I replaced the KairosDB daemon with a client in my language that just connects to Cassandra directly, taking KairosDB out of the picture which is on average faster without optimizations. In the cases where it doesn't do as well I'm fairly certain that it's down to quirks in the Cassandra driver for the programming language I'm using. That language is much slower than Java and loses the benefit of not being a daemon, yet it's still faster on average, just porting is enough. Not being a daemon means it can't use resource pools so easily. It's not multi-threaded either but it's still faster. Profiling also seems to point to the Cassandra driver which probably needs a bit of tuning. It's very apparent KairosDB does very poorly at caching despite using a lot of memory and has a very poor ability to expose any opportunity to optimise.
When I add a very basic cache for the first phase lookup my script always performs much faster for all of my benchmarks and stress tests. Ultimately I'll need to fix the schema in Cassandra to have full performance but even before then, adding a cache for data points will speed things up a thousand times as well as substantially reduce resource usage. Simply fiddling the queries for one data case will allow it to only fetch the rows it needs in the first stage.
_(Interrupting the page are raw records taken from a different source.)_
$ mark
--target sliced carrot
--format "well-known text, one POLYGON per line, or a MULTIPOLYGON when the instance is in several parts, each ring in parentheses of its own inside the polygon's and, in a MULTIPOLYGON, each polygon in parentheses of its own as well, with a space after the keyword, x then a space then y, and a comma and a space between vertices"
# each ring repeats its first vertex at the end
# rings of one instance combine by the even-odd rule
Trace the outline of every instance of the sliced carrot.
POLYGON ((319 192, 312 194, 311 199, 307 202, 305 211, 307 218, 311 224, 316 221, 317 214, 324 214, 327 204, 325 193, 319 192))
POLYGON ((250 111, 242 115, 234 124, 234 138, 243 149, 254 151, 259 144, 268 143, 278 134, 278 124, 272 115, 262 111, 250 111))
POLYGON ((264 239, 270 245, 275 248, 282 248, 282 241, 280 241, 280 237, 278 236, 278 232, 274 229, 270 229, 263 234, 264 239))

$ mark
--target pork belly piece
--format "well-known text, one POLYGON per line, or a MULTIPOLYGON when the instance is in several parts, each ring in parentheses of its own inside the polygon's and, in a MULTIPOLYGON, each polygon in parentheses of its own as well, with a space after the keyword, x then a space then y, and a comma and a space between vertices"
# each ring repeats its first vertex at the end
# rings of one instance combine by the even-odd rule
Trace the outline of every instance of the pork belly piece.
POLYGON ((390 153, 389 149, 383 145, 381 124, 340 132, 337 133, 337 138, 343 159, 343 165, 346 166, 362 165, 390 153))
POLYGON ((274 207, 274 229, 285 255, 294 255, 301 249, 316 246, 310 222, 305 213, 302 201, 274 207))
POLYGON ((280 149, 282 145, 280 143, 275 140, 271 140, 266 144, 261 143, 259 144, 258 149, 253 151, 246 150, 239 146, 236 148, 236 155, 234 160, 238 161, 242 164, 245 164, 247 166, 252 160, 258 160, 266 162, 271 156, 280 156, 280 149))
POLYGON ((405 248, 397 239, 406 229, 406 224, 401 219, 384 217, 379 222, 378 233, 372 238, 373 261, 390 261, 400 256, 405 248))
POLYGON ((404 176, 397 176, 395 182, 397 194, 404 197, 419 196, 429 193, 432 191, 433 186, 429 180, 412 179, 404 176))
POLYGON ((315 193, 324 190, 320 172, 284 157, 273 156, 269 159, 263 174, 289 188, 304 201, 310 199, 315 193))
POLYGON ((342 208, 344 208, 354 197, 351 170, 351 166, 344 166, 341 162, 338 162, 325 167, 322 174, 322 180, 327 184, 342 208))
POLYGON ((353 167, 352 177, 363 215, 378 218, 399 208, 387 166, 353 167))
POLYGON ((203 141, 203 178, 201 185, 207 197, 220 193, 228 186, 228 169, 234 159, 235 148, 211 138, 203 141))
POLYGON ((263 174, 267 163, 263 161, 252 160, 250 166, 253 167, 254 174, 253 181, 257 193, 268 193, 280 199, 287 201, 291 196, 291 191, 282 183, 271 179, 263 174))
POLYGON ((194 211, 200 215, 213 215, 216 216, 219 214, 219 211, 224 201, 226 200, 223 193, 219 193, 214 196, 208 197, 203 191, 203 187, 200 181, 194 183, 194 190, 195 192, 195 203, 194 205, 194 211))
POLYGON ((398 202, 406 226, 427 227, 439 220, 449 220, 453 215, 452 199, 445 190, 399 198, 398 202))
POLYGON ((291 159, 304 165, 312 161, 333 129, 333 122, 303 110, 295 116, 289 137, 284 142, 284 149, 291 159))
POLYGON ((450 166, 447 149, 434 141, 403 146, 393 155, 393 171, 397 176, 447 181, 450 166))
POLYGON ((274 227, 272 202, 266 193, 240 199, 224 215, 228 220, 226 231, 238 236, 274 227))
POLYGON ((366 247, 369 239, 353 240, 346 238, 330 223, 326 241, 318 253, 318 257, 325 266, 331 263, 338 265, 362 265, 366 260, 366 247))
If I can use the KairosDB schema better than KairosDB does in a thousand lines of code then why am I using KairosDB at all? If I take it out entirely then I can also create a far better suited schema to my use cases.
postgresql (perhaps with timescaledb), MySQL, Cassandra and MongoDB in my experience can all do not too badly for a range of use cases as long as you know their ins and outs, they're relatively flexible. From what I understand (I've only used it a little) things like Graphite will be very specific to certain use cases so you'd need to evaluate it for that. KairosDB suffers a similar problem though it exposes features it just can't handle internally while giving the impression of having at least a few decent features. Others, I don't know anything. If in doubt always check the source code to ensure it's sane and search for disaster stories.